Pawlik recommends you use a 529 college savings plan, and there are plans offered all over the country. These plans can provide you the opportunity to invest for your child’s college education with the benefit of tax-deferred earnings on your contributions, as well as tax-free withdrawals from the account as long as funds are used to pay for qualified educational expenses, he said.
Funds withdrawn from a 529 plan that are not used for qualified educational expenses may be subject to a 10 percent penalty and ordinary income tax on earnings.

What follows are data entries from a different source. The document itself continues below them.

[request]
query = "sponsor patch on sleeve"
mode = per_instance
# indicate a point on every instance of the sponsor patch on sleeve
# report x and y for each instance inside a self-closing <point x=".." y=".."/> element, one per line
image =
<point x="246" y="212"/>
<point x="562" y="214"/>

There are some exceptions to the 10 percent penalty, Pawlik said, such as if funds are withdrawn because your child receives a scholarship, attends a Unites States military academy, or as a result of death or disability.
He also said, and we concur: It is important to remember that saving for your child’s college costs should not come at the expense of building/maintaining an emergency cash reserve that can provide a much needed buffer in the unfortunate event that you lose your job, or have a large unexpected expense.
“College savings should also not come at the expense of saving for your own retirement,” Pawlik said. “Remember, there are no loans or scholarships for retirement, and your child may end up needing to take care of you down the road if you haven’t put away enough to support yourself in your retirement years.”
NJMoneyHelp.com presents certain general financial planning principles and advice, but should never be viewed as a substitute for obtaining advice from a personal professional advisor who understands your unique individual circumstances.